The Quarda Project was started by Advanced Technology Group (ATGroup) in May of 1999 and first phase tests were published on their web site (no longer available). Quarda research was prompted by a paper written by Rick Anderson² on the Vector Potential or A Field.

The following information is directed to those involved in the ATG/Telos Quadra test series. The information content is of little value to the general public or when when taken out of the context of the Quadra tests.

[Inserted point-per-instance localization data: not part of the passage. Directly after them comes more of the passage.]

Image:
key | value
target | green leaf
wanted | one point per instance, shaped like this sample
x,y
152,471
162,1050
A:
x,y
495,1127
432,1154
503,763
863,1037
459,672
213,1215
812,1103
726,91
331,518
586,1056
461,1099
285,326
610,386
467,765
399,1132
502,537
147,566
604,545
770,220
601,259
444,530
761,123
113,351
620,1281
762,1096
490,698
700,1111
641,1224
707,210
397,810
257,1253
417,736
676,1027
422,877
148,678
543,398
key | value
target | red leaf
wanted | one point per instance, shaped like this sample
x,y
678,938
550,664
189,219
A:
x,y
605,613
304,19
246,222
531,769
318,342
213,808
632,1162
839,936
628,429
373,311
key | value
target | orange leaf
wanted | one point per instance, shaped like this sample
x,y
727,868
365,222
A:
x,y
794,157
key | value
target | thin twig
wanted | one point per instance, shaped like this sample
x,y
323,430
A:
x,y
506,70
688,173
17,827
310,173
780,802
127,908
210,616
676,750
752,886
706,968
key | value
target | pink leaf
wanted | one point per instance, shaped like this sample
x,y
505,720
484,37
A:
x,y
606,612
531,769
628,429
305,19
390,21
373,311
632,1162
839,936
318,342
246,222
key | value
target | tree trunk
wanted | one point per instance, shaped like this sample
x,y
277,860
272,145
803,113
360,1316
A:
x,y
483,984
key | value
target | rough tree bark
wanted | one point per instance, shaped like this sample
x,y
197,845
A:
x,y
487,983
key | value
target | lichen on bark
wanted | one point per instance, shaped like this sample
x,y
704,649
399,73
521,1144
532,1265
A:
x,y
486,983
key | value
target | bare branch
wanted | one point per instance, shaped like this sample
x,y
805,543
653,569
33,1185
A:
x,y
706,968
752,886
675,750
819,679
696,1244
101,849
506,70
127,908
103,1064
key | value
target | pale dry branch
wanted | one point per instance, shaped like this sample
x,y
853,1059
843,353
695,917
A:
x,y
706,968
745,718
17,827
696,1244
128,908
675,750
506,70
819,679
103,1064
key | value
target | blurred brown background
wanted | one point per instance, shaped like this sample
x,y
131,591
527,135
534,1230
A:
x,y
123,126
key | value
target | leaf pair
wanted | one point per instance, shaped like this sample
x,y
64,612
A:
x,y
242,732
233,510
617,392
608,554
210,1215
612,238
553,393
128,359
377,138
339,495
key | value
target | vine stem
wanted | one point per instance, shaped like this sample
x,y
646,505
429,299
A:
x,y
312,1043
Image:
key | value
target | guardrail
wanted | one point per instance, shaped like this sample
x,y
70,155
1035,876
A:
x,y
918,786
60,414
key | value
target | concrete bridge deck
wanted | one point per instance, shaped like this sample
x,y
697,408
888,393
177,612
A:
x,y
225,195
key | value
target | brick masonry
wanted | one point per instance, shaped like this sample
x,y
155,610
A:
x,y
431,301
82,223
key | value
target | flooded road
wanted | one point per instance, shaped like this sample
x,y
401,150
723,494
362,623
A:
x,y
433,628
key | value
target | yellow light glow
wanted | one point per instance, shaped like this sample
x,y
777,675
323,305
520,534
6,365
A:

The coils visibly move upward against gravity when excited. The movement can not be attributed to wire heating on the leads that suspend the coils. The reason is that if the wire is heated, it would sag and the coils would move downward rather than upward. In addition the majority of heat would be generated in the largest resistance, which is the coils themselves. The resistance of the 1cm

Ejection of a small Fe wire from the center of the Quadra coils, the loaded wire. This photo is for example only as the wire is loaded the the physical center of the coils and is not allowed to lay as shown in the photo.

It has been brought to our attention that other scientists have achieved or attempted duplication of the Quadra experiments. We are aware of four such works where the wire and paper dot ejection experiments were verified, although in one experiment published on a international web site, we must comment on that particular work.

The experimenter has video documentation of the ejection of a steel wire from a Quadra coil set, although the conditions are somewhat different from the Quadra work. The experimenter loads the steel wire from outside of the coils, where as in Quadra the wire was loaded from the center of the coil set. The significant difference is that the pulse applied to the coil set will cause an action similar to a standard coil and core (solenoid) and rapidly pull the pin into the coil set. As the wire moves into the coil set it builds in velocity. Because the pulse decays rapidly, the wire with its mass and momentum are propelled on through the coils and out the other side.

In the Quadra work the wire is placed in the physical center of the coil set. With the wire already in the center of the coils using the solenoid approach presents some problem in that it is assumed the pulse to the coils will hold the wire in the center at its starting position. But, in Quadra coil sets the wire is still ejected at high velocity.

Notice that this is the same direction of force indicated when the coils are placed horizontal and move upward against gravity. Where in this test the Fe wire is pushed from the smaller to the larger coils, indicating the same direction of the force, yet not indicating the magnetic effect expected.

The following is a picture of the photo sensor (without lens and light tube) that was used in the laser testing. The laser beam was adjusted to a 0.5mm diameter before striking the lense over the photo detector. Testing indicated that we could detect a shift of 0.25 degrees.

Test Series #14L. Noted degree of shift depends upon the exit point of the beam. Shift difference noted when beam exits the large or small coil. The small coil does not as would be expected have a greater effect (possible focus effect) on the beam shift. Although both cores are of the same material the larger coil does indeed have a greater core mass, which appears to offset the additional resistance in the wire owing to the larger overall size. The degree of shift depends on the beam passing through the exact center.

This does not imply physical center as core and winding consistency can and does cause an offset to the actual effective center, also there can be significant difference in the optimal centers of the large and small coils. In the first series of tests the two coils were fastened together, preventing any type of movement or adjustment. In the last seven tests of the series the coils were held in place by plastic adjustable retainers. It appears that if optimal center adjustment is not found that optimal shift will not be observed.

Diameter of the beam is of great importance, the smallest diameter passing through the coils, exhibit the greatest effect. There is although a point where decreasing beam diameter no longer continues to offer additional shift.

Tests #14L(8-10) were to determine shift difference noted on coherent versus incoherent light. It was determined early on that we were short in the optics lab area and personnel highly experienced in optics. We were unable to form an incoherent beam for use with the same distances used with the laser. We were forced to use reduced distance with beams of greater diameter, which would have nullified valid comparisons other than if a shift could have been detected.

We were not able to detect shift in incoherent light when passed through the coils. A well equipped and staffed optics lab would be required to prove or disproved effects on incoherent light.

Test Series #15L was not completed. The focus of the test series was on the effect of gravity on the degree of beam shift. The test series was to include a test on any shift difference between the beam and coils being parallel or perpendicular to the earths gravity.